Re: formal objection to one vendor/one vote (and group decision process for, e.g. ISSUE-7 video-codecs)

Where to begin... this is a bit rushed, in hopes
of getting it out as input to today's teleconference...

One brief thought I had is that if you squint right,
a policy of "one vendor, one veto" is the same as
a policy of "zero formal objections" i.e. W3C's
definition of consensus.
 http://www.w3.org/2005/10/Process-20051014/policies.html#Consensus

The W3C policy doesn't completely require consensus,
but it puts a high value on it.

Of course, W3C puts a high value on consensus among
not just browser implementors but also the web
developers etc.

The WG design principle 3.2. Priority of Constituencies
shows a commitment to more than just browser implementors.
http://www.w3.org/TR/html-design-principles/#priority-of-constituencies


How to balance the input from these constituencies is
something this WG hasn't really come to grips with; I think
your concern is shared by a lot of participants, Shelly.

In particular, the HTML 5 editor's draft has material
of various levels of maturity; some of it is so widely
deployed that to change it is a fool's errand, and some
of it was cooked up last week. It all stands there with
the same authority, i.e. written by an editor appointed
by a chair appointed by a W3C director. So it's not surprising
when the community at large (mis)takes it all as the
position of W3C.


On Wed, 2009-07-08 at 07:28 -0500, Shelley Powers wrote:
> At one point in time, I believe, the W3C operated with a philosophy
> that if it had implementation, or promise of implementation, from
> three vendors (three being the majority), that would be sufficient.

Perhaps some groups have used that as a process, but I don't think
I have seen it. It's certainly not a W3C-wide policy.

> A commitment from three vendors would allow the specification to
> advance, and provide enough support to hopefully put pressure on the
> recalcitrant companies to implement the specification.

It's something perhaps we could try. Sam did suggest
something along those lines:

"Identifying three independent 
supporters, placing a message out on the mailing list soliciting 
objections, waiting a sufficient period of time, and noting for the 
record at a later date that no objections were produced is an example of 
how things work in a healthy working group."
http://lists.w3.org/Archives/Public/public-html/2009Jan/0688.html

Note Sam didn't fill in the blanks about what to do in the
case of objections. That's as much art as science.

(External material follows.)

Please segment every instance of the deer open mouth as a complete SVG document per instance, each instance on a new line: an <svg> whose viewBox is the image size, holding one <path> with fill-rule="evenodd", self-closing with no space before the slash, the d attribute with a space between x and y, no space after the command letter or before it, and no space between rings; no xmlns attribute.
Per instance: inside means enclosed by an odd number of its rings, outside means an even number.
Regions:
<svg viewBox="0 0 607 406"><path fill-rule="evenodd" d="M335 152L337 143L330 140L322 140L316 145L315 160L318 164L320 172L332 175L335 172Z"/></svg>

Also about "three being the majority", it's tricky to count; the
market share of the three might be less than the market share of
the one. I like to look for a critical mass of the marketplace,
though I admit with a marketplace as large as HTML's, I don't
really know how to find/measure it.

> There has always been a chicken and egg approach to web standards
> development, but there is such a thing as determining a course to take
> that has at least significant support and hope to, over time, convince
> reluctant parties to join in.

Are you suggesting that wasn't tried with video codecs?
Perhaps more time could be spent, and I'm not sure why Ian chose
30 Jun to announce a change, but the issue has been tracked formally
in this WG since 2007-11-08 and I don't know how long before
that it's been discussed in various other fora.

The issue has been sleeping (in "RAISED" state) in our tracker
for a while... I just updated it a bit to note recent developments:
ISSUE-7 video-codecs 
codec support and the <video> element 
http://www.w3.org/html/wg/tracker/issues/7

It would be nice if the WG could make a decision on that
issue and the next HTML 5 WD publication would reflect that
decision. I think that would be a lot better than the
current "well, Ian said X and you have to follow 1000s
of email messages to figure out what everbody else thinks"
status we now live with.


> Sorry, I had posted this to the wrong place. Re-posting here. I've
> also taken the liberty of copying over a couple of emails that
> followed this posting
> 
> -------------
> 
> I believe the process to register a formal objection is to send an
> email to this group, and label it as such.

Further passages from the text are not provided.